Gensler is uniquely well-suited for the task and issues facing investors and the markets.

So was Kennedy. President Roosevelt surprised and dismayed partisans by insisting that Kennedy be named SEC chairman. The president recognized who better to regulate the market than someone who succeeded in it. He was a millionaire in the late 1920s.

Kennedy was very aware of market excesses from direct experience and understood the need for the financial reforms of the 1930s. Gensler likewise had an excellent perch from the nation’s most prominent investment banking firm, Goldman Sachs. Gensler may well be Joe Biden’s Joe Kennedy.

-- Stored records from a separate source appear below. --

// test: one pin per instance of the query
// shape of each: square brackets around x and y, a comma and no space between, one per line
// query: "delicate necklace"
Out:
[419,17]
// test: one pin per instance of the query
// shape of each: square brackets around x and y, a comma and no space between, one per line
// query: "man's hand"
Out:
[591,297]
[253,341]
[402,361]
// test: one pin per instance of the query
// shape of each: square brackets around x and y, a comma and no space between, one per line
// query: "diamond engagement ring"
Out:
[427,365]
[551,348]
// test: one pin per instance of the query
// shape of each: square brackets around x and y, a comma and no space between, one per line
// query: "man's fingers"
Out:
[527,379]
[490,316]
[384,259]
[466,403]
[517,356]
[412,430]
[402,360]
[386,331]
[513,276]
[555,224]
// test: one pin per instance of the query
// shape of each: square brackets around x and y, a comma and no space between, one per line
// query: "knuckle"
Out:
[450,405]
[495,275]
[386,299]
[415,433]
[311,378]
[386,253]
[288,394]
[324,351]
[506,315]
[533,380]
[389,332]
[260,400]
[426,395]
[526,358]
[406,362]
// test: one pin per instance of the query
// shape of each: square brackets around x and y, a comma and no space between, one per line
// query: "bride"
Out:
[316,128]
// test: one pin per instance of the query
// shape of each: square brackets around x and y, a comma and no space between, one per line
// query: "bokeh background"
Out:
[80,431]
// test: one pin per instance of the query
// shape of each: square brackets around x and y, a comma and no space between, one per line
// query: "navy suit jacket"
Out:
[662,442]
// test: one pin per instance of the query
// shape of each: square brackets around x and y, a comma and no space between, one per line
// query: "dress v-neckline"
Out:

Gensler succeeded at Goldman Sachs, where he worked from 1979 to 1997. He became one of the youngest partners in Goldman’s history at age 30 in mergers and acquisitions. He headed the firm’s media group, led fixed income and currency trading in Asia, and co-headed finance, being responsible for the firm's worldwide controllers and treasury efforts. He left at age 40.

He also was a senior advisor to Senator Paul Sarbanes in writing the Sarbanes-Oxley Act (2002) and was Under Secretary of the Treasury for domestic finance, and Assistant Secretary of the Treasury during the Clinton Administration. In recognition for his service, he was awarded Treasury’s highest honor, the Alexander Hamilton Award.

Gensler chaired the U.S. Commodity Futures Trading Commission (CFTC) from 2009 to 2014, leading the Obama Administration’s reform of the $400 trillion swaps market.